Мур вытянулся во всю длину на кровати и подпёр рукой щёку. С растрёпанными, рассыпавшимися по плечам волосами, едва проступающей щетиной, загадочными тёмными глазами, обрамлёнными роскошными чёрными ресницами и этой улыбкой, он выглядел во всех отношениях дьявольским кутилой из бульварных газет. И он это знал. У него напрочь отсутствовало чувство стыда.

– Грейс, – тихо произнёс он, словно пробуя имя на вкус. Будто лаская. Её щёки вспыхнули ещё сильнее, а скованность в теле сменилась другим ощущением. Так же неожиданно, как и прошлой ночью, внутри разгорелся пожар.

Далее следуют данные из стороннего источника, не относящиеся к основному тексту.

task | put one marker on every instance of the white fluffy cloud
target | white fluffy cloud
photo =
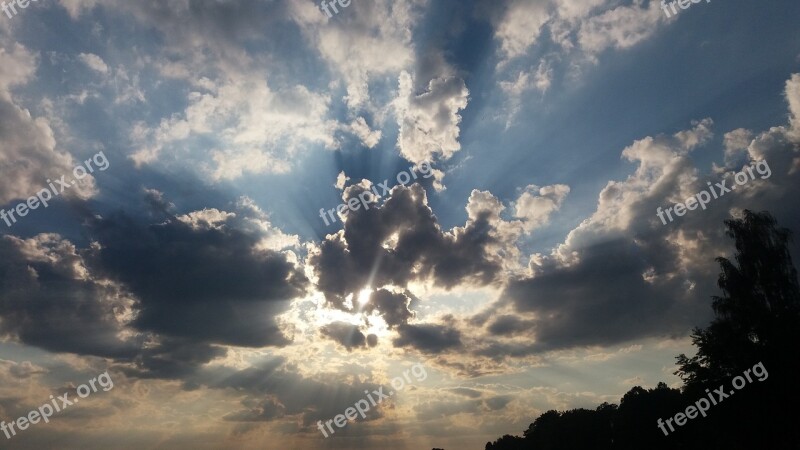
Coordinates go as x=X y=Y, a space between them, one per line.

– Я порядочная женщина, – опрометчиво выпалила она.

Мур и глазом не моргнул.

– Я не утверждал обратного.

Грейс скрестила руки на груди и сделала глубокий, успокаивающий вдох, желая откусить себе язык за то, что сказала то, чего не следовало.

– Если я соглашусь стать гувернанткой вашей дочери, какое вы предложите мне жалование?

К её великому облегчению, улыбка исчезла с его губ. Мур сел прямо на кровати.

– Прежде чем мы это обсудим, я должен предупредить, что имеется подвох. В дополнение к вашим обязанностям гувернантки у меня будут и другие требования.

В ответ она цинично скривила губы.

– Ну-ну.

– Я принимаю вас на работу исключительно на своих условиях. Это означает, что я могу уволить вас, когда захочу, но вы не сможете уволиться по собственному желанию.

Грейс сощурила глаза.

– Это не приём на работу, а заточение в рабство.

Она следила за Муром, пока тот оглядывал её маленькую комнатку на чердаке. Он был дьявольски наблюдателен. Грейс знала, что от его внимания не ускользнёт, насколько убого она живёт. Мур заметил два поношенных платья, висящих на крючках на стене – два единственных её платья, не считая уродливого в зелёную клетку, которое было сейчас на ней. Он увидел скромные остатки угля в ведре рядом с камином. Подметил дешёвый матрас и потрёпанное одеяло и не забыл, что она не в состоянии заплатить аренду.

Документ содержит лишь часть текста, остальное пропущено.